Water Line Improvements in Clarksville

Water Line Improvements in Clarksville

Clarksville has been awarded a partial grant from the Virginia Department of Health for needed improvements to Clarksville’s public water distribution system.  These improvements will result in improved water quality, higher and more uniform water pressure. The new lines will also result in lower water losses.

The Harman Saunders Construction Company has begun installing larger lines under the present sidewalk along South College Street from the railroad trestle toVirginia Avenue. After Lakefest, a line will be installed in the eastbound lane of Virginia Avenue from South College to Seventh Street. Other actions include a new line starting at Buffalo Road, following Ferry Street to Forest Hill Drive and a new line from Virginia Avenue up Easley Street and Cresent Drive, tying into an existing line on Altavista Drive. Additionally, a new line will be installed at Virginia Avenue and Second Street, going up to Market Street, and ending at Fourth Street, and there will be a line extended up Russell Street fromVirginia Avenue to an existing line just beyond the railroad.

Plans include notifying all affected customers at least five days prior to turning water off to connect the new lines to the existing system. Should emergencies occur, repairs will be made as quickly as possible.

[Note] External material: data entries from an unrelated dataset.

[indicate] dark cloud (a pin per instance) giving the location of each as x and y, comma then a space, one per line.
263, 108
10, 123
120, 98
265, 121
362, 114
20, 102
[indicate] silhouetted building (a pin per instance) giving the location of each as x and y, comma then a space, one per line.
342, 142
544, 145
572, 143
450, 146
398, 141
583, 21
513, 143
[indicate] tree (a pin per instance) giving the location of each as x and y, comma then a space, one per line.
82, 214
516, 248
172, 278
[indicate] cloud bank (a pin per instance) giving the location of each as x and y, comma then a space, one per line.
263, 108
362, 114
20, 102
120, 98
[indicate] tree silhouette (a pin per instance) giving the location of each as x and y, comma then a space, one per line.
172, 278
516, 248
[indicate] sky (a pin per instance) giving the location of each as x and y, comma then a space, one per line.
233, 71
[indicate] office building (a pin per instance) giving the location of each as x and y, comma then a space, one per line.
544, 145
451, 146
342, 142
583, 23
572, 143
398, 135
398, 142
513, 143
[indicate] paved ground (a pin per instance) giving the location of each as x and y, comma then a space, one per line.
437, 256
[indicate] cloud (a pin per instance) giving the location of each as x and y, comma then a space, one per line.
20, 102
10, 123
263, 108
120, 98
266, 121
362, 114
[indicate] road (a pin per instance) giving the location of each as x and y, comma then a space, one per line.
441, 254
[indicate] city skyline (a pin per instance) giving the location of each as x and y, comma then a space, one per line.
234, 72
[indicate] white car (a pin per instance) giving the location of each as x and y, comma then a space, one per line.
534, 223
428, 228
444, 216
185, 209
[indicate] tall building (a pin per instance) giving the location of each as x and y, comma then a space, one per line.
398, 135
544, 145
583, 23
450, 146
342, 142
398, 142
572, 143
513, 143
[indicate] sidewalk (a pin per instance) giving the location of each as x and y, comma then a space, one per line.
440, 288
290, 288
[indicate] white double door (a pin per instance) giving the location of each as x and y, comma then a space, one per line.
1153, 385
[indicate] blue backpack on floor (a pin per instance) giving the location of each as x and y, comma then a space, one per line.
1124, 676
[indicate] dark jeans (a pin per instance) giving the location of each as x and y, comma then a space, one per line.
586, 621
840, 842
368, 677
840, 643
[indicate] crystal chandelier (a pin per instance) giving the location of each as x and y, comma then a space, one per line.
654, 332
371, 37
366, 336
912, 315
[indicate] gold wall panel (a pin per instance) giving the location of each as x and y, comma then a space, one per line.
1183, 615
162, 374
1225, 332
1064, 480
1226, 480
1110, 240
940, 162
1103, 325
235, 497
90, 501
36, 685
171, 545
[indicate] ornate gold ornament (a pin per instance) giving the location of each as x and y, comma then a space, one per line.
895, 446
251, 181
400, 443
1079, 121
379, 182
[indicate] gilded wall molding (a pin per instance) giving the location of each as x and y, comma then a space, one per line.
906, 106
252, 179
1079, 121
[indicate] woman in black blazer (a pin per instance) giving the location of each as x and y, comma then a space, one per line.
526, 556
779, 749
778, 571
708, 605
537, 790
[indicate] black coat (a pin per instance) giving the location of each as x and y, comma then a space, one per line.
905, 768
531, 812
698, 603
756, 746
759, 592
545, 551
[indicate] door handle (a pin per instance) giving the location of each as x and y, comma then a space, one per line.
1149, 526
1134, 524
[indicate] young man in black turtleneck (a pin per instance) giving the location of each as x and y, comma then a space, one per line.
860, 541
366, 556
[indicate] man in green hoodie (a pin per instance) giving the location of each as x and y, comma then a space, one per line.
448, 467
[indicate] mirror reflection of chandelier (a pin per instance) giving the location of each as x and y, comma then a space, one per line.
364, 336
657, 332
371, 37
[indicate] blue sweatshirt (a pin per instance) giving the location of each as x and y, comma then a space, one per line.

The Town hopes to minimize inconvenience to citizens and motorists while completing the work before the end of the paving season.  Traffic management will be handled as required under VDOT regulations.

 “These improvements are essential to deliver high quality water of sufficient pressure to meet residential and commercial needs in our Town,” said Interim Town Manager  Charles Lee,” and the generous grant provisions make this a very responsible investment  in the Town’s  efforts to modernize parts of our  infrastructure.” The Virginia Department of Health grant will provide for 60 percent of the cost and a long term loan for the remaining 40 percent of the $1,400,000 cost.